Lessons Learned and Recommendations

  • High dropout rates dramatically reduce the capacity of health professional schools throughout sub-Saharan Africa, with many having rates over 60%. In some countries (e.g., Nigeria), a significant factor is the cost of students’ national qualification examinations. Advocacy to decision-makers to spread this cost out over time or provision of loans and bursaries to students to cover the cost of taking the qualification examination after course completion are likely to have a large impact on graduation rates.
  • It is important to bring schools out of isolation by linking the education, health, and employment sectors. Networking all stakeholders involved in training and hiring health workers is valuable for recommending new and validating existing strategies to increase the quantity and quality of health workers.
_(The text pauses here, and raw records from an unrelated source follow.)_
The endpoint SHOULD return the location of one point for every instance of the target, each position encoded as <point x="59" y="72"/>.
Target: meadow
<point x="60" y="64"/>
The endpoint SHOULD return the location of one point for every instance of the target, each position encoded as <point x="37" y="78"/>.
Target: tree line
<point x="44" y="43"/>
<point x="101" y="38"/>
  • Computers, mannequins, lab equipment, and textbooks are major expenses for health professional schools in low- and middle-income countries, and provision of high-quality materials became an important part of institutional support efforts in Mali, Nigeria, and Uganda. Giving schools the ability to bulk purchase such supplies, similar to the bulk purchasing of vaccines that Gavi oversees, and share supplies among several institutions, might lower these costs while increasing the quality of education. 
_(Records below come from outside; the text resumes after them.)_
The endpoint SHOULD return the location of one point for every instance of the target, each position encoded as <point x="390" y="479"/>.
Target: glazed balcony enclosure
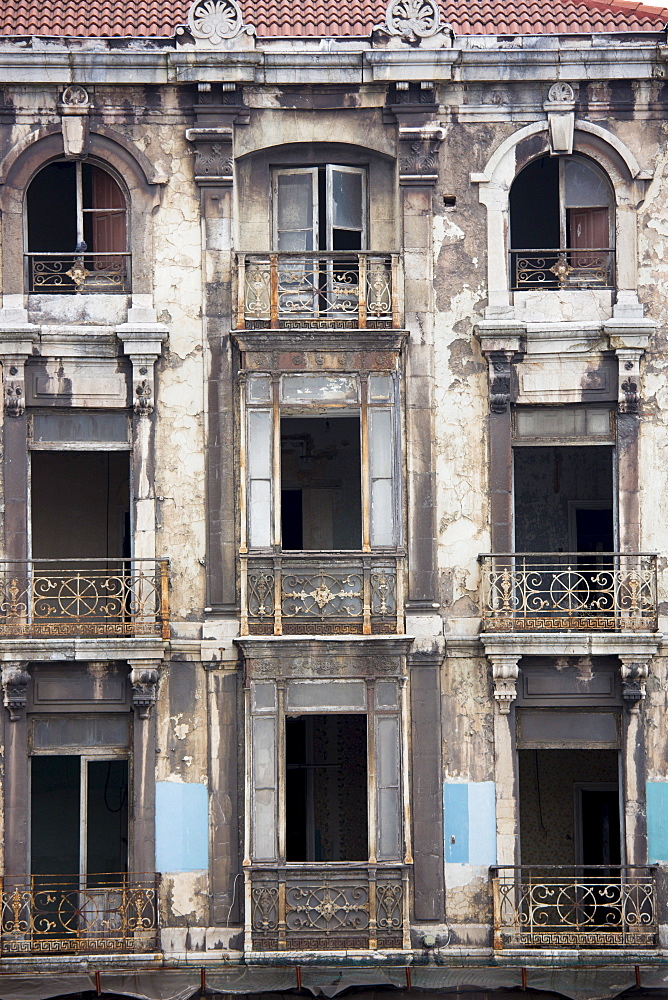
<point x="79" y="914"/>
<point x="569" y="592"/>
<point x="564" y="907"/>
<point x="321" y="289"/>
<point x="84" y="597"/>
  • Supporting students from and schools located in underserved locations are effective strategies for encouraging equitable distribution of the health workforce after those students graduate. Surveys of 357 scholarship recipients in Nigeria indicated that those who originated in rural areas or who attended rurally located schools were more likely than their peers to be employed in those locations after graduation. Surveys of students in Mali showed those who attended Gao Nursing School were significantly more likely to be employed in the underserved north than students educated elsewhere in the country. 
  • Limited, cost-effective actions can be used to increase production of health workers and improve the quality of their education. However, it is vital that actions be taken on the basis of evidence. Use of specific, objective assessment techniques and consideration of the costs of proposed actions per graduate can help private and public institutions decide how to utilize their limited resources to best effect. Moreover, these considerations can assist educators as they advocate with policy-makers regarding HRH scale-up.